S : Vous avez participé, dans le cadre du projet Voix de paix, à la compilation des attentes des populations des régions du Sahel et du Nord par rapport à la réalisation du PUS. Quelles ont été vos principales attentes ?
B.L. : D’abord, il y a la maîtrise de l’eau. Ce volet était pris en compte par le PUS mais pas de la façon attendue par la population. Le Sahel est la zone d’élevage à ciel ouvert, il faut donc des forages pastoraux. Le maraîchage y est très développé et procure des revenus à beaucoup de femmes.
Du reste, le Sahel ne manque pas d’eau de surface, contrairement à ce que l’on pourrait penser. Dans le Yagha par exemple, il y a 72 bas-fonds, 3 affluents du Niger et l’un des plus grands lacs du Burkina, celui de Higa. A cela s’ajoute le barrage de Niapsi construit depuis les années 1963 mais qui n’a jamais été aménagé avec de grandes berges que l’on pourrait exploiter.
La deuxième attente concerne l’autonomisation surtout des femmes et des jeunes. La femme sahélienne a toujours fait son commerce. Le lait appartient à la femme, il lui revient d’enlever une portion pour la famille et le reste est vendu sous forme de lait frais, caillé ou même de beurre. Si on met en place quelques unités légères pour la transformation du lait cela pourrait contribuer à leur épanouissement.
L’autonomisation des jeunes est aussi importante, parce qu’on le sait, le poumon d’un pays c’est sa jeunesse. Quand un adversaire veut ralentir les efforts de développement d’un pays, il s’attaque à sa jeunesse. Elle ne peut pas être inactive. Si l’Etat n’arrive pas à les occuper, les autres vont le faire. Il y a donc lieu de créer des activités génératrices de revenus pour occuper la jeunesse. Les opportunités existent mais il faut un minimum pour les saisir. Un peu partout, il y a les caisses populaires qui peuvent donner des crédits aux jeunes mais c’est surtout la garantie qui pose problème. L’Etat devrait intervenir pour inciter des structures de l’Etat et de la société civile à prendre en charge cette garantie. Cela va faire gagner des revenus aux jeunes mécontents qui représentent une bombe pour leur pays, s’ils sont dans l’oisiveté totale.

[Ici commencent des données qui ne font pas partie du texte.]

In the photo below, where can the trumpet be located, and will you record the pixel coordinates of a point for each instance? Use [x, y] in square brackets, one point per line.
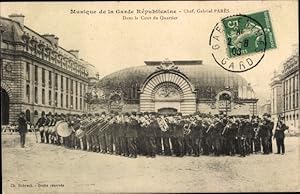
[163, 124]
[144, 122]
[187, 127]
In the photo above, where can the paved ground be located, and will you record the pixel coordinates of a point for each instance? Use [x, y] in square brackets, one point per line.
[38, 166]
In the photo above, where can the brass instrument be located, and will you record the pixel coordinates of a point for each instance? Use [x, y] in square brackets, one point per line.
[94, 125]
[144, 122]
[187, 127]
[163, 124]
[63, 129]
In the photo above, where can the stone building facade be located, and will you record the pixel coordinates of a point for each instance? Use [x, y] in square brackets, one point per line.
[285, 92]
[37, 75]
[186, 86]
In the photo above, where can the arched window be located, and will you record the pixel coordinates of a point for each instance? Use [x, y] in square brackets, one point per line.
[27, 115]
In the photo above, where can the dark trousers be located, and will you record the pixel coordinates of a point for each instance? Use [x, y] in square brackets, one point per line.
[270, 145]
[109, 142]
[280, 145]
[196, 146]
[151, 146]
[166, 144]
[22, 138]
[42, 136]
[132, 146]
[47, 136]
[124, 146]
[116, 141]
[158, 145]
[102, 141]
[242, 146]
[265, 144]
[217, 146]
[231, 146]
[180, 146]
[257, 144]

Une autre attente des populations qu’on ne cesse de répéter concerne les infrastructures routières. Il y a lieu de désenclaver le chef-lieu de la région et les chefs-lieux de province. Il y a juste trois axes à bitumer. Le plus long est l’axe Dori-Djibo qui fait 200 km. Ensuite il y a Dori-Sebba, 100 km et Dori-Gorom, 57 km. Si ces 3 voies venaient à être bitumées, non seulement on va éviter les mines posées par nos détracteurs mais cela va faciliter la circulation.
Les techniciens le disent, le Sahel n’est pas pauvre mais il y a lieu de mettre en place un minimum d’infrastructures pour booster le développement de la région.

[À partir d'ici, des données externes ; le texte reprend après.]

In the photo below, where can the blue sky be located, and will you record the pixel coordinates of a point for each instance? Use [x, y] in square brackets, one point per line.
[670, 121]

Puisque la sécurité revient progressivement, il faut voir comment organiser le retour des personnes déplacées internes dans leurs sites d’origine. C’est un processus qui n’est pas facile, parce que celui qui a quitté a tout perdu : son grenier est brûlé, ses animaux ont disparu.

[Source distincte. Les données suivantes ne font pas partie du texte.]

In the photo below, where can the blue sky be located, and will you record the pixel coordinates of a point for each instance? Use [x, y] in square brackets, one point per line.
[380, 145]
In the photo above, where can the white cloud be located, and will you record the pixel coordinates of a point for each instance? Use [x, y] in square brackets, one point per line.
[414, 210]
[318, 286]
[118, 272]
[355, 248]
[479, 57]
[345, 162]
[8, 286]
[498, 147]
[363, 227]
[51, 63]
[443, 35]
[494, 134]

Etant donné qu’on ne peut pas évoluer dans une clairière, tout est à reconstruire. On ne pouvait pas parler de cela avant, parce que les gens cherchaient à sauver leur vie, beaucoup ont vu leur fils mourir devant eux, ils ne pouvaient donc pas s’occuper des animaux. Maintenant qu’il y a une paix relative, il faut que ces animaux soient là pour reprendre la vie. Les dons de sac de mil sont bien, mais on doit dépasser cela pour faire en sorte que les déplacés aient de quoi vivre décemment chez eux.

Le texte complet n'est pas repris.